Wondrous illusion created without electronics or digital technology
SAN FRANCISCO (January 13, 2020)—On February 21, 2020, the Exploratorium will open a new installation in its Black Box gallery space entitled, Aperture Lucida. The installation features a new optical device and artwork created by current artist-in-residence, Tristan Duke, which generates a virtual ball of light that appears to hover in space as visitors interact with it. The immersive experience is accomplished without the use of electronics or digital technology. Visitors can preview Aperture Lucida at After Dark on February 20, and it will remain on view through May 3, 2020. The installation is the second in a new series of media arts installations that utilizes the museum’s Black Box gallery.
Visitors to Aperture Lucida first encounter a dark monolith—a large, cube-like structure in the enclosed space. A ball of light appears to hover in space several feet in front of the monolith. The holographic ball of light persists, even as visitors change position around it. Upon stepping into the ball of light, visitors will first be enveloped by it, then it will seem to dissolve, leaving the monolith as a transparent screen.
“It’s very exciting to share Aperture Lucida—the culmination of a two-year residency—with our visitors,” said Kirstin Bach, Interim Director of the Arts at the Exploratorium. “As an artist and inventor, Duke’s creations integrate physics, optics, and mathematics. This work blurs the line between an art object and a device, while challenging and astounding our perceptions.”
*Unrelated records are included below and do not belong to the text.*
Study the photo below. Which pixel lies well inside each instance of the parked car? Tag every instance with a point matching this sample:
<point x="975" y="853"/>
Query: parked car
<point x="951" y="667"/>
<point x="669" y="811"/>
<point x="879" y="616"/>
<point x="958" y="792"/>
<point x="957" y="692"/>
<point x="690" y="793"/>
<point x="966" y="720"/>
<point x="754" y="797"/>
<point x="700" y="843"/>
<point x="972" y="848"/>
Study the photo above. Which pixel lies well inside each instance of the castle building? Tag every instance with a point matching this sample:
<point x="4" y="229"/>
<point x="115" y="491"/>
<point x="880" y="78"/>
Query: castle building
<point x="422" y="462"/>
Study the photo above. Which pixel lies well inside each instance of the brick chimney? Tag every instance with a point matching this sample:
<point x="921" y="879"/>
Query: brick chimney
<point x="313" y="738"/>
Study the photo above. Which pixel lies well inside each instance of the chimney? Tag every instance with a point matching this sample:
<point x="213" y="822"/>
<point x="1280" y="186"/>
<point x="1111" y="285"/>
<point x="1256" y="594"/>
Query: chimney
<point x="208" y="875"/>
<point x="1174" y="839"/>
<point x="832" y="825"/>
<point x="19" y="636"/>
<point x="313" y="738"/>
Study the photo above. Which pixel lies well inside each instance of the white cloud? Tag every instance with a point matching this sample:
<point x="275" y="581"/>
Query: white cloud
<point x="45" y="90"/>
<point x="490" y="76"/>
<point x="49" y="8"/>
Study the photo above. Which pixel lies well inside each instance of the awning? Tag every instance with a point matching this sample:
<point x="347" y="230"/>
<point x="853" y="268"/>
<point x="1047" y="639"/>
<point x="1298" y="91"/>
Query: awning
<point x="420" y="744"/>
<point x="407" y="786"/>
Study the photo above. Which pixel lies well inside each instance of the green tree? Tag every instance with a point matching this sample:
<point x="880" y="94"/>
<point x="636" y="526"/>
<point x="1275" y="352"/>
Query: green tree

Duke’s past work explores the science of optics and visual perception, and he focuses on creating new modes and forms of visual representation. Duke’s hand-drawn 3D holograms, which produce floating forms on a metal disc when light shines across its surface, were included in In Silhouette at the Exploratorium in March 2019. His holograms and photographs have also been exhibited nationally and internationally at LACMA; Art Villa Garikula, Georgia; The Velaslavasay Panorama, Los Angeles; MASS MoCA, North Adams; and Holocenter, Long Island, NY.
The Exploratorium’s Black Box is an 800-square-foot space that highlights immersive media-based work at the intersection of science and art. The new series of media arts events—which kicked off with the recent installation of Karina Smigla-Bobinski’s Kaleidoscope—will include four exhibitions over the course of a year.
About the Artist
Based in Los Angeles, Tristan Duke is an artist, holographer, and inventor. As co-founder of the Optics Division of the Metabolic Studio, Duke and his collaborators operate the Liminal Camera, one of the largest fully-functional film cameras in the world. Duke is also widely known for inventing vinyl record holograms, and has created first-of-its-kind hologram artwork for best-selling albums for recording artists such as Jack White, Guns ‘n Roses, and the Star Wars: The Force Awakens soundtrack. Over the course of the last two years, Duke has been an artist in residence at the Exploratorium, where he developed his latest invention: Aperture Lucida.
About the Black Box
A place for presenting artwork that inspires and astounds in mysterious and wondrous ways, the Black Box is a darkened 800-square-foot space that provides an ideal environment for media art installations. A commonly used metaphor in science and engineering, a black box describes something that has observable inputs and outputs and unseen inner workings. Something goes in and something comes out, but the process by which transformation occurs is “black” or unknown to the observer. At the Exploratorium, the black box concept has been combined with our focus on art as a way of knowing through exploration, inquiry, and discovery.
Drawing on the Exploratorium’s unique province as a hybrid museum presenting and developing artworks at the juncture of art, science, and technology, the Black Box features dynamic, innovative multimedia exhibitions to prompt curiosity and transformation.
Calendar Editors Please Note:
By Tristan Duke
Friday, February 21, 2020 – May 3, 2020
Preview on Thursday, February 20, 2020 • 7:00–10:00 p.m. (Ages 18+)
Osher Gallery 1, Black Box
Included with museum admission.
Tuesday–Friday: 2:00–5:00 p.m.
After Dark Thursday Nights: 6:00–10:00 p.m. (18+)
Saturday and Sunday: 10:00 a.m.–5:00 p.m.
Experience the delight of illusion in a new work by artist and inventor, Tristan Duke. Aperture Lucida is an artwork and optical device that challenges and astounds our perception. As you approach a black, monolithic cube centered in the large white space, a holographic ball of light appears. The ball of light becomes a virtual object that unexpectedly explodes and dissolves as you walk into it. This astonishing experience relies on no circuitry or digital technology—it’s an experience of pure wonder.